平成30年度は、FK506結合タンパク質変異体(FKBP12(F36V))に対する光応答性小分子リガンドを開発し、試験管内においてリガンドの光異性化能とタンパク質との親和性を評価した。紫外可視吸収スペクトルの測定の際に、開発した光応答性リガンドに対して330 nmおよび450 nmの光を交互に照射することで、リガンド構造の可逆的変化が起こることが示された。さらに、蛍光偏光解消法を用いることで、異性化に伴ってリガンドのFKBP12(F36V)に対する親和性が変化することが明らかとなった。

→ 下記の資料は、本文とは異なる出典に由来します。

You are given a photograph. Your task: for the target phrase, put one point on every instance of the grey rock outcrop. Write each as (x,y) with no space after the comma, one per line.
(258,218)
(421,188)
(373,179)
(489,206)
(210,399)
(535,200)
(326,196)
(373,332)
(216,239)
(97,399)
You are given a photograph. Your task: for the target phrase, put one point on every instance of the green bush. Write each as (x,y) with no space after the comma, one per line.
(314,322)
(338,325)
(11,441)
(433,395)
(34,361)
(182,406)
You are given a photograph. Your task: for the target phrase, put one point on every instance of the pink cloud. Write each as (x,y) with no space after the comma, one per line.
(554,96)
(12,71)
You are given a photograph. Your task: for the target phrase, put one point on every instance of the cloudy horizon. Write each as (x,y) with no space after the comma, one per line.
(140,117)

開発した光応答性リガンドに対して、細胞内でのタンパク質分解を誘導するための機能性部位として、(1)疎水性タグ構造、ならびに(2)ユビキチンE3リガーゼ結合構造を導入した。今後これらのリガンドを用いて生細胞内でのタンパク質分解誘導実験を行う予定である。
光応答性リガンドの生細胞内での評価に向けて、哺乳動物細胞用発現ベクターにFKBP12(F36V)と緑色蛍光タンパク質(GFP)もしくは赤色蛍光タンパク質(mCherry)との融合タンパク質をコードする遺伝子を組み込んだコンストラクトを作製した。いずれのコンストラクトを用いた場合も、ヒト胎児腎細胞(HEK293T)内で融合タンパク質が発現することを、蛍光顕微鏡観察ならびにウエスタンブロッティング解析により確認した。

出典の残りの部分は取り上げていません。